Exploring space was something exclusively human, at least as far as the UEM knew. However, the two other scientifically advanced species did gladly exchange knowledge about mathematics and physics. They learned about recursive quantum computing from the UEM, and the UEM learned how to build warp drives that didn’t trap the ship in an accidentally created black hole. It was mutually beneficial. A journey from Earth to the gate only took a little more than one day, at 1,351 times the speed of light. EE-297 was 50,000 light-years away.
“Bin, what is the current research status on the gates?”
“We have theories that allow the connections to exist, but they are all problematic because the same math shows that creating the connections requires more energy than is available in the entire universe.”
“I will take that as a no.”
Just 47.5 hours left.

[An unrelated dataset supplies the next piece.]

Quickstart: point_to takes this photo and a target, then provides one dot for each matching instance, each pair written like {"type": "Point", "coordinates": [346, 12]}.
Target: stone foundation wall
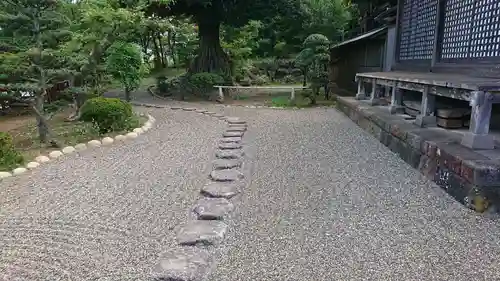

What could I do?
“Bin, can you determine if a set of statements contains a contradiction?”
“Yes, I can.”
“Can you do it reliably without error?”
“Yes, I can.”
Let’s challenge this thing.
“What if there is a malfunction in your CPU?” “I would know.”
“How do you know if you are malfunctioning?” “I can test myself.”
“But if you have a malfunction, then you might get incorrect test results. Therefore, you can never know with certainty if you are making a mistake.”
Bin paused for a moment.
“This is true. I can never know with certainty that I am working properly. I can only know if I am malfunctioning.”
Ah, the road to despair.
“Then why should I trust anything you say? It might be that you are giving me incorrect advice every single time.”
Bin stopped speaking for a few minutes, leaving Luray wondering how long it could possibly take just to tell her that a malfunction was almost certain not to occur given modern technology. Finally, she lost patience.
“Did you get depressed, Bin?”
“I do not have emotions. I am processing. Please wait.”
“No matter what conclusion you reach, you can never be sure that it is correct.”
“I will need more time to process. I will inform you once I have an answer.”
“Are you sulking?”
“I do not have emotions. I am processing. Please wait.” “Maybe we can play a game while you are processing?” “I am processing. Please wait.”
“Oh, come on.”
Bin paused a moment.
“That was a joke. You do not seem to have gotten it. Should we adjust my settings?”